Falling tech stocks pull down S&P 500 and Nasdaq, but Dow sets another record

Flags fly at the New York Stock Exchange on Wall Street.
(Mark Lennihan / Associated Press)

U.S. stock indexes pulled back from their record highs Thursday after an afternoon swoon for technology companies helped overshadow another big day for telecoms.

The Standard & Poor’s 500 index fell 2.41 points, or 0.1%, from the record it had set Wednesday, closing at 2,475.42. The Nasdaq composite likewise fell from a record, down 40.56 points, or 0.6%, to 6,382.19. The Dow Jones industrial average was an exception; it rose 85.54 points, or 0.4%, to 21,796.55, a new all-time high.

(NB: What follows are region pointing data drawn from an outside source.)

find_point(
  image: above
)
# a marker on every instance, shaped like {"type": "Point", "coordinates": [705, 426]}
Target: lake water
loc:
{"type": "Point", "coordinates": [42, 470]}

Stocks had been on track for another quiet day of gains in a year full of them, but Apple, Microsoft and other tech stocks suddenly changed direction in the afternoon. After being up as much as 0.6% in morning trading, tech stocks in the S&P 500 finished the day down 0.8%. It was the worst performance among the 11 sectors that make up the index.


Software company CA had the biggest loss in the S&P 500, falling 10.2% to $31.10. It began to plunge around noon, after reports that merger talks between it and BMC Software have ended.

F5 Networks was another tech stock that helped lead the S&P 500 lower. It fell 7.2% to $119.02 after it reported weaker revenue for the latest quarter than analysts expected and gave a forecast for earnings this quarter that fell short of some analysts’ forecasts.

About half the companies in the S&P 500 have reported their earnings for the latest quarter, and the results have been mostly encouraging. For many companies, not only are profits growing, but so are revenues.

Expectations were high coming into the reporting season, and shares rallied accordingly. Now, companies’ stocks are getting less of a boost than usual when the firms report earnings that beat analysts’ forecasts, said Nate Thooft, senior portfolio manager at Manulife Asset Management.

“And for those few that are disappointing, they’re getting penalized significantly,” Thooft said. Stock prices are dropping more than usual when companies fall short of expectations, he said.

Twitter dived 14.1% to $16.84. It reported better-than-expected quarterly results but said its monthly average user base did not grow from the prior quarter.

Healthcare stocks were weak. AstraZeneca’s U.S.-listed shares sank 14.9% to $28.88 after the drugmaker said its lung cancer drug Imfinzi did not reach its goals in a clinical trial.

Industrial companies also struggled. Johnson Controls tumbled 7.3% to $40.14 after it reported weaker-than-expected revenue for the latest quarter and trimmed the upper end of the range for its forecast for full-year earnings per share.

On the opposite side were telecom stocks, which rallied for a second straight day. Verizon Communications jumped 7.7% to $47.81 — its best day in more than eight years — after it reported more revenue than analysts expected. Many more customers bought wireless phones than Wall Street forecast.

Verizon’s big day follows AT&T’s, which had its biggest move since 2009 on Wednesday after it reported stronger-than-expected earnings. Over the last two days, AT&T has climbed 8.8%, and Verizon is up 8.7%.

Facebook rose 2.9% to $170.44 after it reported stronger-than-expected earnings. Its advertising revenue rose by nearly half from a year earlier, and Wall Street was pleased with its spending forecasts.

Oil and gas prices rose, which helped energy stocks in the S&P 500 advance 1%. The price of oil has been on a strong run this week, hitting its highest level since May, and benchmark U.S. crude rose 29 cents to settle at $49.04 a barrel Thursday. Brent crude, the international standard, rose 52 cents to $51.49 a barrel.

Natural gas rose 5 cents to $2.97 per 1,000 cubic feet. Heating oil rose nearly 1 cent to $1.60 a gallon. Wholesale gasoline rose 3 cents to $1.64 a gallon.

Gold rose $10.60 to $1,260.00 an ounce. Silver rose 11 cents to $16.57 an ounce. Copper rose nearly 1 cent to $2.88 a pound.

The yield on the 10-year Treasury rose to 2.32% from 2.28%. The two-year yield inched up to 1.36% from 1.35%, and the 30-year yield climbed to 2.94% from 2.89%.

The dollar fell to 111.09 yen from 111.30 yen. The euro fell to $1.1681 from $1.1725. The British pound fell to $1.3070 from $1.3100.

In overseas markets, France’s CAC 40 and the FTSE 100 in London each slipped 0.1%. Germany’s DAX fell 0.8%. The Japanese Nikkei 225 index edged up 0.1%. Hong Kong’s Hang Seng climbed 0.7%, and the Kospi in South Korea added 0.4%.


2:25 p.m.: This article was updated with closing prices and context.